Por sorte dos moradores e visitantes, o prédio, antigo, ó tinha seis andares, e ninguém
se estafava em demasia para subir ao seu andar. Tinha os idosos, claro, mas esses, não
precisando sair todos os dias obrigatoriamente, podiam muito bem esperar o conserto sem
inconvenientes insuportáveis. Talvez até que ficarem retidos em casa por um ou dois dias
resultasse em benefício para eles, por mantê-los afastados dos perigos das ruas, mesmo
sendo contra a vontade.
Com o enguiço simultâneo dos elevadores a administração acordou para a necessidade de
limpar a escada. Na madrugada para o segundo dia fez-se bela faxina, e quando os moradores
começaram a descer de manhã ficaram literalmente encantados. Só os mais antigos se
lembravam que os degraus eram de mármore, e agora reapareciam como que renascidos.

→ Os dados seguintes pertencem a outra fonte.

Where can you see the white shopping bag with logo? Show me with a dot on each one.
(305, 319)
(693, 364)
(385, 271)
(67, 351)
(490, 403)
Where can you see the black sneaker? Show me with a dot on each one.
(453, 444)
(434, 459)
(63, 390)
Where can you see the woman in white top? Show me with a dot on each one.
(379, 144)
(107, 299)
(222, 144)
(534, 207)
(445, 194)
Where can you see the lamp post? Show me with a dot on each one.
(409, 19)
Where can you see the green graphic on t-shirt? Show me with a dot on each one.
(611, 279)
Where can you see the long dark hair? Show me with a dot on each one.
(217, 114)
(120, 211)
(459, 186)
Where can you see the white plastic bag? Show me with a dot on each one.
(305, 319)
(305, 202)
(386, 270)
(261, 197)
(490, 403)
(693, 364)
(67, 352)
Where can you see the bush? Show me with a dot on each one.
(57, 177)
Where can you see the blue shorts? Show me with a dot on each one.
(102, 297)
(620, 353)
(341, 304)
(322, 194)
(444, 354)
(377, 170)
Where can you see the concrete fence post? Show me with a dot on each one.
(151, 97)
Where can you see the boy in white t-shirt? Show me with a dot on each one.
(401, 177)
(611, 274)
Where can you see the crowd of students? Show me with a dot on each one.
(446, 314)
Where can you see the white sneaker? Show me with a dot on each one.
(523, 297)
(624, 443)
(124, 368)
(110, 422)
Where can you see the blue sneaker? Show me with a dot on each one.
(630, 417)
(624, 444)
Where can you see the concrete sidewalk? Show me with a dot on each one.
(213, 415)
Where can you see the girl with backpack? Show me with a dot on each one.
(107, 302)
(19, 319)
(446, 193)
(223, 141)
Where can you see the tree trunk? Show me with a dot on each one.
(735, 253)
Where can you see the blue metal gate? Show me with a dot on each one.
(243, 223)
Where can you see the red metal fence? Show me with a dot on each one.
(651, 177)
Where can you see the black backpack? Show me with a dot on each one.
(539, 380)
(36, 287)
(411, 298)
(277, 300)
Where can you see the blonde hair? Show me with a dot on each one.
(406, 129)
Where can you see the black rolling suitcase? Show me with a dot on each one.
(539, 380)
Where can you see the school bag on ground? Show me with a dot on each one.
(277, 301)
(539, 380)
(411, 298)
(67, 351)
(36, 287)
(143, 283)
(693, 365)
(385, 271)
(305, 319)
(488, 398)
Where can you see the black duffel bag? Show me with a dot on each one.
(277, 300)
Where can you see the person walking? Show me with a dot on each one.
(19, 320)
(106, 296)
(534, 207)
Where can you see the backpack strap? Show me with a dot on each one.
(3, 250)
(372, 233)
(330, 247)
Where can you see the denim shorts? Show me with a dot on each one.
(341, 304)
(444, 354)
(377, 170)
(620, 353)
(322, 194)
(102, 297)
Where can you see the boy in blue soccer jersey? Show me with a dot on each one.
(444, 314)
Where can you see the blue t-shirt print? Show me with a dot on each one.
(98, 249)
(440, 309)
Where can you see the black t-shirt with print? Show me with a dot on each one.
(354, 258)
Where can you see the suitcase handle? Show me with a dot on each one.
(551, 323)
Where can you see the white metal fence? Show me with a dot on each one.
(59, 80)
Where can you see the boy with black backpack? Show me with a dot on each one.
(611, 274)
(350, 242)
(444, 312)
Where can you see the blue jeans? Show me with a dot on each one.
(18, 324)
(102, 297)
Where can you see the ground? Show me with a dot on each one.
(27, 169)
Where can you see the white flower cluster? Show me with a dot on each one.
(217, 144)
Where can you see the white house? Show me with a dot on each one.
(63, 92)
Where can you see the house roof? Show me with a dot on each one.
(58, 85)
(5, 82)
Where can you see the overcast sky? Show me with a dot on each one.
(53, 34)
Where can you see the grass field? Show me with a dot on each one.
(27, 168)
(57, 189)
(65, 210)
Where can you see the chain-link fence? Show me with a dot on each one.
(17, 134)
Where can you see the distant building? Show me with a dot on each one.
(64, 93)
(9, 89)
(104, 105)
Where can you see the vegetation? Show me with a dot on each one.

E na
curva de cada meio-andar havia um vitral que os curiosos ficavam sabendo que fora feito no
ateliê de lustres e vitrais de Luiz Giongi, avenida Augusto Severo 48. Todos os cinco
vitrais, uns representando flores e folhagens, outros figuras femininas com vestes gregas,
foram lavados a jatos de água e sabão nas duas faces, e depois enxugados, mas isso
aparentemente só na face interna; a externa foi deixada para se enxugar por si mesma.
A escada não era muito larga, e como os degraus na parte oposta à parede se estreitavam
para acompanhar a curvatUra, a ponto de não poderem ser usados sem risco, quando
acontecia de quem ia subindo encontrar pessoas que vinham descendo, quem subia precisava
se espremer contra a parede para dar passagem aos descentes. Mas isso não chegava a ser
nenhum transtorno; na maioria eram gente conhecida, que se cumprimentava nesses encontros
e trocava comentários sobre a maçada de terem de usar a escada.
Foi nessa escada que um senhor de meia-idade chamado Xisto teve um encontro que o sacudiu
por demais. Ele trabalhava numa loja de tapetes e cortinas, e uma viúva moradora no
terceiro andar telefonara por indicação de uma amiga pedindo alguém para levar
mostruário de cortinas e fazer um orçamento. Vendedor competente, o sr. Xisto levava
também um mostruário de tapetes; quando se muda ou se instala cortinas numa casa,
geralmente cabe a sugestão de se mudar os tapetes para harmonizar o ambiente. Na escada
ele se cruza com uma moça. Aliás nem moça completa ainda; pouco mais do que menina.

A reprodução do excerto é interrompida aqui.